Actual quantities that may be ultimately recovered from Antero’s interests may differ substantially from the estimates in this presentation. Factors affecting ultimate recovery include the scope of Antero’s ongoing drilling program, which will be directly affected by commodity prices, the availability of capital, drilling and production costs, availability of drilling services and equipment, drilling results, lease expirations, transportation constraints, regulatory approvals and other factors; and actual drilling results, including geological and mechanical factors affecting recovery rates.
In this presentation:
“3P reserves” refer to Antero’s estimated aggregate proved, probable and possible reserves as of June 30, 2013. The SEC prohibits companies from aggregating proved, probable and possible reserves in filings with the SEC due to the different levels of certainty associated with each reserve category.
“EUR,” or “Estimated Ultimate Recovery,” refers to Antero’s internal estimates of per well hydrocarbon quantities that may be potentially recovered from a hypothetical future well completed as a producer in the area. These quantities do not necessarily constitute or represent reserves within the meaning of the Society of Petroleum Engineer’s Petroleum Resource Management System or the SEC’s oil and natural gas disclosure rules.
“Highly-rich/condensate” refers to gas having a heat content between 1275 BTU and 1350 BTU in the Marcellus Shale and 1250 BTU and 1300 BTU in the Utica Shale.

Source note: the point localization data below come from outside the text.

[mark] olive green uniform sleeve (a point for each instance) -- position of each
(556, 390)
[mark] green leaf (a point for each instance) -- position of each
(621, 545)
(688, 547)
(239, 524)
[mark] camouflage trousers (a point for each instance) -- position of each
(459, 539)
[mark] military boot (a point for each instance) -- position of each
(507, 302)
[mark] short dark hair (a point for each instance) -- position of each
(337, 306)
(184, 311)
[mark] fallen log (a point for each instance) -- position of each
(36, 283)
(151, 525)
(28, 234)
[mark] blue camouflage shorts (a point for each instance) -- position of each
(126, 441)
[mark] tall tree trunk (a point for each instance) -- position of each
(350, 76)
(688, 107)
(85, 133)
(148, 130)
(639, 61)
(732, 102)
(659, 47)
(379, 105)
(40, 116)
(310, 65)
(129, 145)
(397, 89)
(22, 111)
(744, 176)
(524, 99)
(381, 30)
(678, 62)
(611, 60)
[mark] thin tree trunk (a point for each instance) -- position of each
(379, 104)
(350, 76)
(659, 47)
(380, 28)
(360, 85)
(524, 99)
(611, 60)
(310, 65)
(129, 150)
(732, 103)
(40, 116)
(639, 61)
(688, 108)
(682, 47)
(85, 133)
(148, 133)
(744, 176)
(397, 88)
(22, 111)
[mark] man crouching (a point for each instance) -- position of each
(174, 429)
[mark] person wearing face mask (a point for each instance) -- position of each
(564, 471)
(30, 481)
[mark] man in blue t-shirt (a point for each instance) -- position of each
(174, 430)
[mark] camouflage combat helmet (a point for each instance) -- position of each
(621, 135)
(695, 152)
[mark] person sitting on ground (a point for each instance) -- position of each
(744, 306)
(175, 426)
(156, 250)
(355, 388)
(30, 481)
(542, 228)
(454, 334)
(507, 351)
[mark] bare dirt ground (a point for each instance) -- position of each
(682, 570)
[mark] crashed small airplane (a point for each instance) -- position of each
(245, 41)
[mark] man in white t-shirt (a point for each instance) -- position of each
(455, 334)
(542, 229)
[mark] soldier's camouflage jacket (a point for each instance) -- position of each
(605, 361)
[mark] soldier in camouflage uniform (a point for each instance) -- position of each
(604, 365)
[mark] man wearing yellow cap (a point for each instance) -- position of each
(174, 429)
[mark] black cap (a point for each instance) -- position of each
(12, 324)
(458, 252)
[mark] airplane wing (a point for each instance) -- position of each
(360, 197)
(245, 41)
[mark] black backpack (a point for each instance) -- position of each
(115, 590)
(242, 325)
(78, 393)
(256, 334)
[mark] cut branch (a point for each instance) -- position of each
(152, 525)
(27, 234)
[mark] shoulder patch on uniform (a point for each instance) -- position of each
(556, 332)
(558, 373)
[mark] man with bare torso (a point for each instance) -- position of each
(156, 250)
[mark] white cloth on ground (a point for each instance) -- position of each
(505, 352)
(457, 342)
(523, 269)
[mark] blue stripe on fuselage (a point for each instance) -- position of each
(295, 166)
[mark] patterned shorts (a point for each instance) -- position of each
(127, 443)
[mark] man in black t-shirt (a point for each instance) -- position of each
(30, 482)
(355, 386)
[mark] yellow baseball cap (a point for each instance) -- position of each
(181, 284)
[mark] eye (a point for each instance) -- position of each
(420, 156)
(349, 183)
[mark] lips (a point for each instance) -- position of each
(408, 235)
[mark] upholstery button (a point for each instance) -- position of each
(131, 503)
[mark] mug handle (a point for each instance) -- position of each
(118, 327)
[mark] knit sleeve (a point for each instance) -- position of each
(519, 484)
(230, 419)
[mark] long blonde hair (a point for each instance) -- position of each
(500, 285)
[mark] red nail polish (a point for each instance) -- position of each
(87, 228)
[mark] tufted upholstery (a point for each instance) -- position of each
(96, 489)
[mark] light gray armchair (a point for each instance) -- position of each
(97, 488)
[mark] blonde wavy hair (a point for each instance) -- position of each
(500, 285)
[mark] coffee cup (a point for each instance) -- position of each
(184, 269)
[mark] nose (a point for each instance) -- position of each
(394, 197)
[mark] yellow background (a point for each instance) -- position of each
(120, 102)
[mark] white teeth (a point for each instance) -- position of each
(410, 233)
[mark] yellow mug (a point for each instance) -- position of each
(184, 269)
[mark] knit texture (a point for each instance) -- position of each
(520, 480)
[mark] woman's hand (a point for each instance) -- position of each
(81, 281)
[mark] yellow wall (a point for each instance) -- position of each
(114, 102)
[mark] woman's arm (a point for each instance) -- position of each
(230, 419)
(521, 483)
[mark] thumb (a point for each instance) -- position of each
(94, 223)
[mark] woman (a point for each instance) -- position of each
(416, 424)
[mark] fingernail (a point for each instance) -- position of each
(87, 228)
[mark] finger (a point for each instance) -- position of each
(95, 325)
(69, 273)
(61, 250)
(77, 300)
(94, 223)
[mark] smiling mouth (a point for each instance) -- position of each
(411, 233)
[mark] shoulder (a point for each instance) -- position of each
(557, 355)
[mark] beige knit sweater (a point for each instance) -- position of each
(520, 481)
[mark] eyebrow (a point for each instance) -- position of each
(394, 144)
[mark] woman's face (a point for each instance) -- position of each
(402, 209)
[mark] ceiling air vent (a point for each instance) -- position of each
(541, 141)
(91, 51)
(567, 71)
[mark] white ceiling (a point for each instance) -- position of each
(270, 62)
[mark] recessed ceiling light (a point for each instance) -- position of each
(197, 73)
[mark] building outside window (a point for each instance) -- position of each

“Highly-rich gas” refers to gas having a heat content between 1200 BTU and 1275 BTU in the Marcellus Shale and 1200 BTU and 1250 BTU in the Utica Shale.
“Rich gas” refers to gas having a heat content of between 1100 BTU to 1200 BTU.
“Dry gas” refers to gas containing insufficient quantities of hydrocarbons heavier than methane to allow their commercial extraction or to require their removal in order to render the gas suitable for fuel use.